Sec. Becerra: #ShortAssPlans will be restricted but not eliminated

HHS Sec. Xavier Becerra

via Amy Lotven of Inside Health Policy:

Becerra Pressed On Surprise Billing, Short-Term Plans, Medicare

Lawmakers from both parties pressed HHS Secretary Xavier Becerra over surprise billing implementation, Medicare policy and non-ACA-compliant plans, including the Trump-era short-term plans and Association Health Plans during a wide-ranging hearing on the department’s fiscal 2022 discretionary budget. The former congressman and California attorney general also assured GOP lawmakers that Medicare for All is not on the agenda.

...The House Progressive Caucus has called for the potential $456 billion in savings to be used to add benefits to Medicare, although the caucus also supports making permanent the ACA’s enhanced tax credits. The White House also made clear that it wants the ACA tax credits to remain.

Rep. Brett Guthrie (R-KY) said Congress should focus first on the bipartisan drug pricing solutions included the alternative bill pushed by the GOP, H.R. 19. But, he added, if Democrats’ drug-price negotiation bill, H.R. 3, is part of the package, any savings shouldn’t be used to pay for priorities outside Medicare. “We want to make sure that money--can you commit that money will stay in Medicare?” he asked.

Now that's interesting! It sure sounds like he's saying that if #HR3 were to pass after all, he'd be totally cool with it being used to add dental care, vision care, hearing aids and a drug out-of-pocket cap to Medicare for existing enrollees...which I support as well! (OK, I'm guessing he'd oppose that anyway, but still.)

...Becerra also ensured Rep. Kathy Castor (D-FL) that HHS is reviewing the Trump-era regulations that allowed short-term plans to run for up to a year and renewed for up to three years.

The secretary also indicated that the new rule will not have a blanket ban on short-term plans.

Utah GOP Rep. John Curtis said states that allowed non-ACA-compliant plans -- including Association Health Plans - had lower premiums and more exchange enrollment.

I'm not sure how he's defining "more enrollment" (based on population size?), but even if "true" it's pretty disingenuous--the states which give #ShortAssPlans the most leeway also tend to be states which haven't expanded Medicaid...which means there's a huge chunk of ACA enrollees who are supposed to be enrolled in Medicaid but are instead enrolled in heavily-subsidized ACA plans instead: Fully 20% of the total OEP enrollment this year.

...“And,” [Becerra] added, “there is under the Affordable Care Act a place for some short-term plans, but it is truly short-term plans for those who need short-term care who are in between jobs for example or who are going overseas for a little while and can't--don't have the luxury to have a plan that is long-term because you only need it short-term.

This is about where I'm at right now.

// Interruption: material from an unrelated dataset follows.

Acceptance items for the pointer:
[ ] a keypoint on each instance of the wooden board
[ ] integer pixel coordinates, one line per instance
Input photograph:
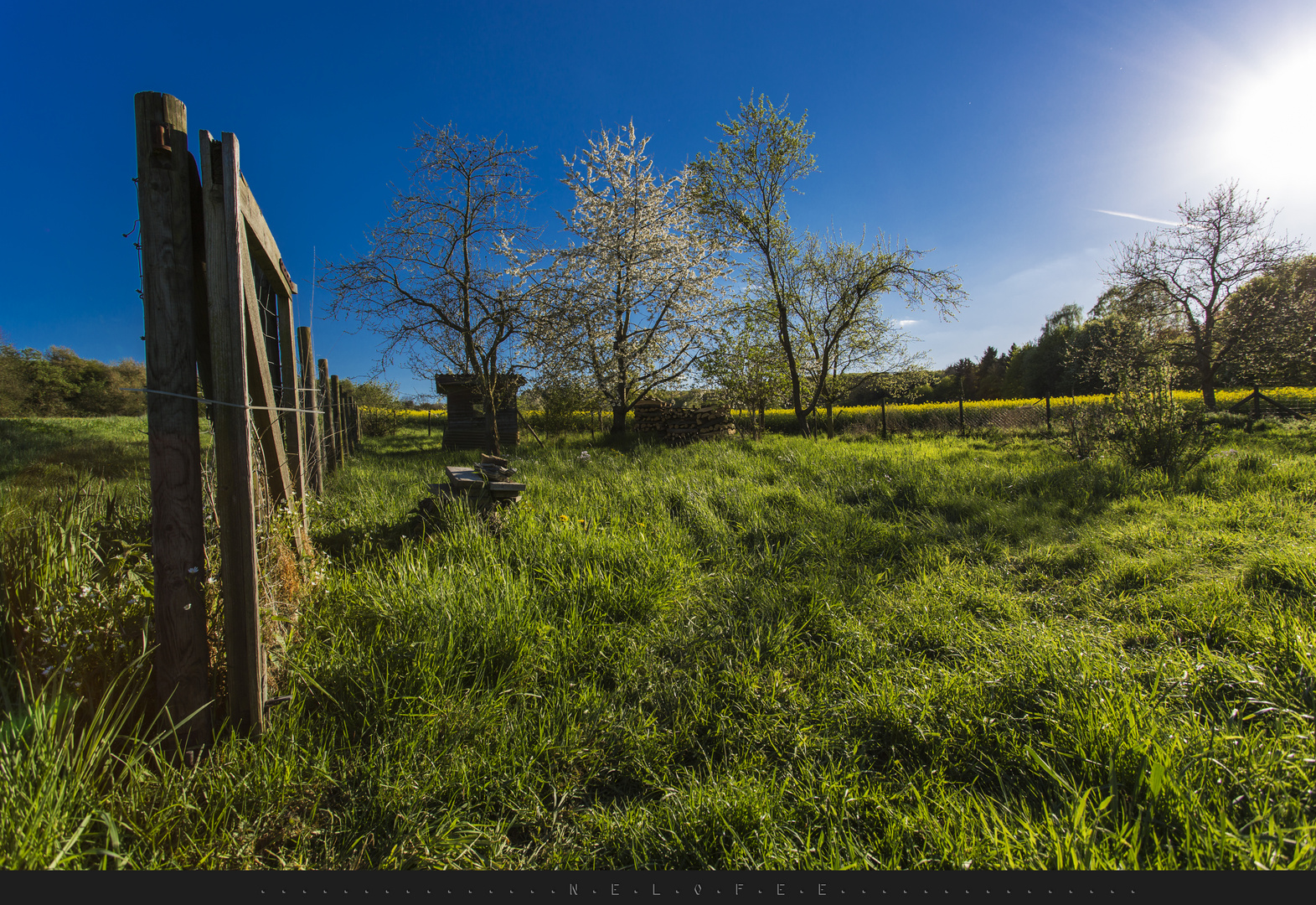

Regular readers know I'm not a fan of Short-Term, Limited Duration (STLD) plans at all, but I do see a very limited purpose for them. The whole reason they're called "Short Term, Limited Duration" is specifically because they're intended to be just that: For the short term only, and for limited durations only. They were never intended to be a replacement for major medical policies.

Going back to the Obama-era rules, which restrict STLDs to last no more than 3 months, once per year, seems reasonable for the time being...and if the expanded subsidies of the American Rescue Plan are made permanent and Senator Sheehan's S.499 bill (which would upgrade the benchmark plan from Silver to Gold and significantly improve CSR assistance) becomes law, I'll fully support eliminating STLDs altogether (which some states have already done).

...Becerra also heard from Reps. Larry Bucshon (R-IN) and Raul Ruiz (D-CA), both physicians, who recently urged the administration to ensure that the No Surprise Act is implemented as they intended.

The act holds patients harmless from surprise billing and sets up an independent dispute resolution process to handle payment disagreements that are not worked out within 30 days. The law says that to determine payment an arbitrator must look at the median in-network rate and lists five other factors to be considered. Some stakeholders say the bill clearly intends the in-network rate to be the primary factor while the others could be considered in certain circumstances. But Bucshon and Ruiz -- and Sens. Bill Cassidy (R-LA) and Maggie Hassan (D-NH) -- say Congress wanted each of the factors to be given equal weight.

The entire Surprise Billing saga has made for a rare and interesting bipartisan, bicameral story. Huh.